Average has nothing to do with the size of the yellow circle. (The size of the circle is related to the amount of sampling variation, a concept we will deal with in Unit 4.) The two figures in Figure 3 (below) also illustrate unbiasedness (left) and bias (right), despite the size of the yellow circle.
The last concept about bias to point out is that bias (or unbiasedness) is a property of the sampling method. The reason the search locations were not in the right place is because the method Arthur used to pick the search locations was biased. He thought he lost his keys in the Supermarket, so that is where he looked.
Unbiased Sampling Method
The key to whether study results generalize to the larger population is whether the sample cases were selected from that population using an unbiased sampling method. One unbiased sampling method is random sampling. Random sampling uses chance to select the sampling units (participants) from the larger population. When random sampling has been employed in a study, the unbiasedness of the sampling method is strong evidence for generalization; we have a much higher belief in generalizations to the larger population.
There are many random sampling methods employed by researchers.

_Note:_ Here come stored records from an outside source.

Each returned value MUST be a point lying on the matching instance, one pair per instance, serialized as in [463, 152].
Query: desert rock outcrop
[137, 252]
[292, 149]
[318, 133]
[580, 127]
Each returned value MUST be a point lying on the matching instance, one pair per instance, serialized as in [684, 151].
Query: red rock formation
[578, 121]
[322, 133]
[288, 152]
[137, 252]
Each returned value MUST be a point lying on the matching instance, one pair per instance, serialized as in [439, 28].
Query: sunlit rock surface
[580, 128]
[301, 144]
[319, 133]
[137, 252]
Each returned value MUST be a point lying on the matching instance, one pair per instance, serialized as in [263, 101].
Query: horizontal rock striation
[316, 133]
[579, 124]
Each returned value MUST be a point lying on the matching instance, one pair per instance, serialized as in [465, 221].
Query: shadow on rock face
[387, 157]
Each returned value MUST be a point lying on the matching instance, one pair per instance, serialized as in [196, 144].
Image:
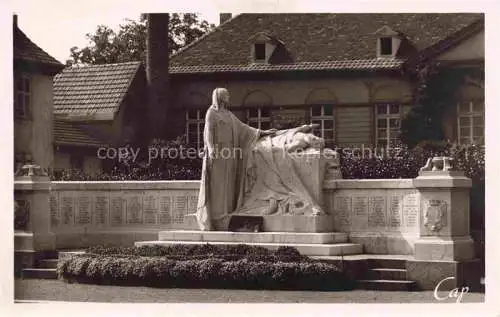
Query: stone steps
[387, 275]
[387, 285]
[47, 264]
[303, 248]
[39, 273]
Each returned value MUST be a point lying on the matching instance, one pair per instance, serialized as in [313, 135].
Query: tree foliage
[435, 93]
[129, 42]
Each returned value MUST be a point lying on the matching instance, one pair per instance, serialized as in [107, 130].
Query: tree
[129, 43]
[434, 94]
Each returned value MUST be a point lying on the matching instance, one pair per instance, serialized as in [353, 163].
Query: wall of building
[297, 92]
[352, 98]
[92, 165]
[33, 136]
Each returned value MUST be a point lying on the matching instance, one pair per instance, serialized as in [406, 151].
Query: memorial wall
[85, 213]
[103, 205]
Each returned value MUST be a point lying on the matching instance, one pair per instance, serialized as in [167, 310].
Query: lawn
[55, 290]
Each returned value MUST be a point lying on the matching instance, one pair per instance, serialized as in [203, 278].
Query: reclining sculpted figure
[262, 173]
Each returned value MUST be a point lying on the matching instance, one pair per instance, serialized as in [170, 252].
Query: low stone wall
[118, 213]
[380, 214]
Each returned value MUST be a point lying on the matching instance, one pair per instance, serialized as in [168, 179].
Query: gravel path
[54, 290]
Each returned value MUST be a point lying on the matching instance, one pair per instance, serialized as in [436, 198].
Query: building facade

For example:
The most elementary of these methods is simple random sampling. To draw a simple random sample we need a list of EVERY member of the population. This list is called the sampling frame. (Obtaining a sampling frame can be very difficult. Try obtaining a list of everyone who lives in the United States!) Then we employ randomness to draw out sampling units, with the caveat that each unit in the sampling frame has an equal chance of being drawn.
This is akin to drawing names out of a hat. Everyone’s name is written down (the sampling frame) and added to the hat. Then a chance mechanism is employed to draw out a name. Ideally, there would be no sytematic bias in the selection of names from the hat (e.g., all the pieces of paper would be the same size; the person drawing would be equally likely to draw a name from the top of the hat as the bottom of the hat).
KEY QUESTION FOR GENERALIZATION
One key question to ask when you are considering whether generalizations are appropriate is: How were the sample cases selected? If the answer is they were selected using an unbiased sampling method like simple random sampling, then your sample findings do generalize to the population. If the answer is that they were not selected using an unbiased sampling method, then the sample findings probably do NOT generalize to the population.